If all queries are forced into a single path, performance drops:
- all Level-1: 64.2;
- all Level-2: 67.5;
- all Level-3: 67.1;
- adaptive routing: 68.5.
This is a clean result. It shows that the classifier is not just decoration. The routing decision itself matters.
Efficiency
The efficiency results also match the design.
For 100 videos from MLVU:
- Level-1 has no database construction;
- Level-2 database construction takes about 351s on average;
- Level-3 database construction takes about 412s on average because graph construction adds cost.
Single-process response time on one H20 GPU:
- Level-1: 8s;
- Level-2: 26s;
- Level-3: 27s;
- adaptive average: 20s.
So the system is not saying graph retrieval is cheap. It says graph retrieval should be used only when it is worth the cost.
My Takeaways
The most useful idea in this paper is the routing view.
Many VideoRAG papers focus on building a better memory or a better retriever. AdaVideoRAG adds another question before retrieval:
What kind of retrieval does this query actually need?
That is a practical systems idea. It is also easy to imagine extending it:
- more than three query levels;
- cost-aware routing based on latency budget;
- model-aware routing depending on the backbone MLLM;
- dynamic fallback when simple retrieval fails.
The omni-knowledge base is also reasonable. Long videos are not just visual streams. For many real videos, speech and screen text may be more important than raw frames. Using captions, ASR, OCR, visual embeddings, and graphs together is a more realistic setup.
The graph part is interesting, but I think the routing is the real contribution. Graph retrieval alone is not new. The more useful message is:
Use graph retrieval when the query needs global structure, not as the default path for every question.

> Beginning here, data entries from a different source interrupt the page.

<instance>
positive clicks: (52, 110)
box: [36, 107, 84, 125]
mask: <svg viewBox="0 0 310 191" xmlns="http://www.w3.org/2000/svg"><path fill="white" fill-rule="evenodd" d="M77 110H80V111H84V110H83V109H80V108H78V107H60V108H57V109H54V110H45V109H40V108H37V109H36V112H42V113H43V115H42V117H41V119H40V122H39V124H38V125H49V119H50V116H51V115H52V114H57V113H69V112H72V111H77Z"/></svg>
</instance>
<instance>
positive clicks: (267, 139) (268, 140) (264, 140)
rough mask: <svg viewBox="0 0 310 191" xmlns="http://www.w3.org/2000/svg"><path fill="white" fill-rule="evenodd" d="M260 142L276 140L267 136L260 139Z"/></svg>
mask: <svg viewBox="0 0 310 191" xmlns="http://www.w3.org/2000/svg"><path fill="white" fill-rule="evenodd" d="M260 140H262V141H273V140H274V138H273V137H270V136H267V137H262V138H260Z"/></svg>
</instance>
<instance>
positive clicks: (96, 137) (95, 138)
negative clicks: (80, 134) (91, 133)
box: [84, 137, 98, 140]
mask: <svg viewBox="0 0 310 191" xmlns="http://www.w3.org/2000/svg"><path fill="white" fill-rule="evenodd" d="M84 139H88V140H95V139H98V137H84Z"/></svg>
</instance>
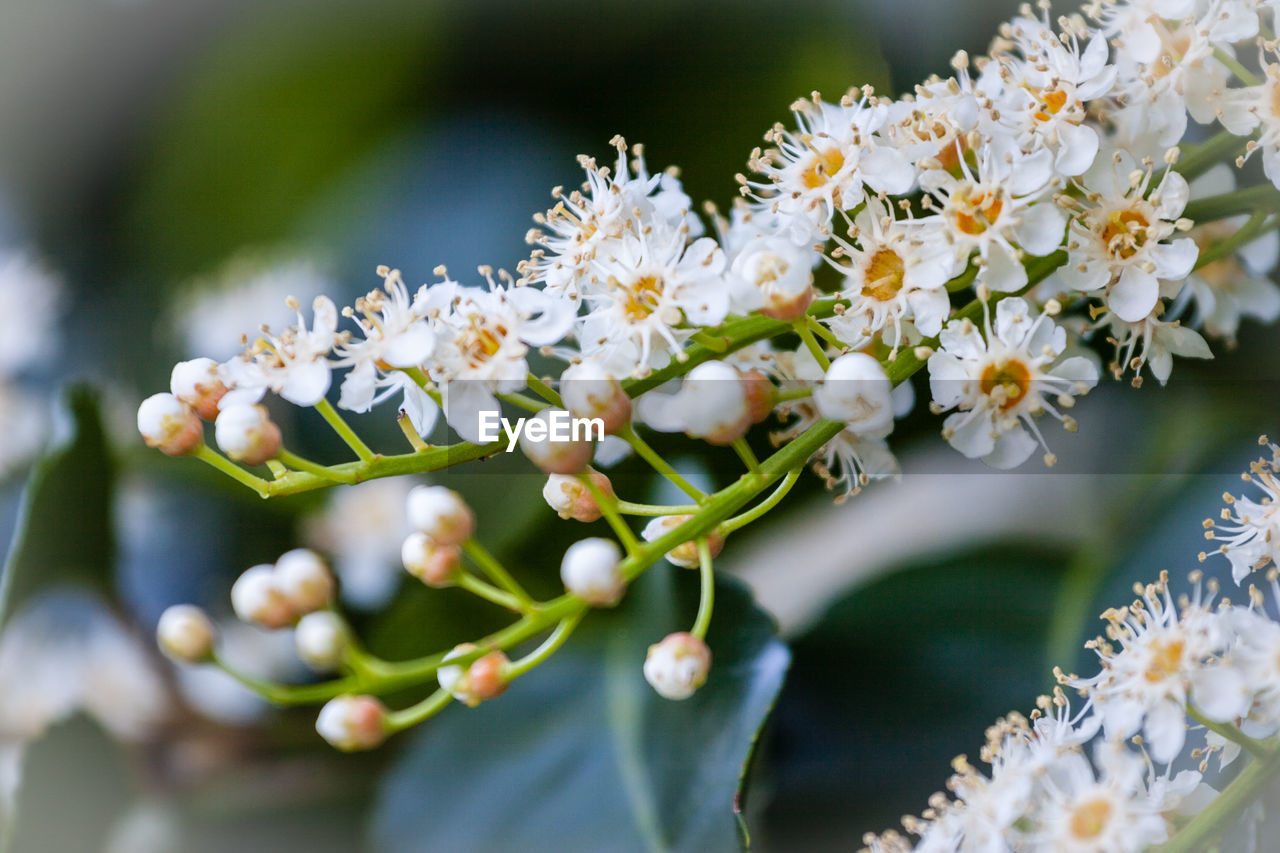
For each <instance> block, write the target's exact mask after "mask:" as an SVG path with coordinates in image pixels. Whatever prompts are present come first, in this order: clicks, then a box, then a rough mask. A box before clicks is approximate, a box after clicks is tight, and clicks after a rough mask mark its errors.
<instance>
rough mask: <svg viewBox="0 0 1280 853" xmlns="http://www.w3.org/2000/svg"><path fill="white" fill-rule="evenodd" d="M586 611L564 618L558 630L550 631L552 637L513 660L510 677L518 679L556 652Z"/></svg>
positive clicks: (562, 645)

The latency of this frame work could be high, because there may be many LLM calls.
Limitations / Open Questions
- The pipeline depends on many external components: captioner, ASR, OCR, embedding model, graph builder, classifier, reranker, and MLLM. Each component can introduce errors.
- Database construction is still expensive for Level-2 and Level-3. This is fine for offline video analysis, but less suitable for strict real-time streaming.
- The query classifier is important. If it sends a hard query to the simple path, the system may miss necessary graph evidence.
- The method currently uses three difficulty levels. Real applications may need finer routing based on cost, domain, video length, and user latency tolerance.
- This method is semantic-level RAG, not KV-cache reuse. It improves long-video QA, but it does not directly solve the transformer memory problem addressed by ReKV / StreamKV / StreamMem style systems.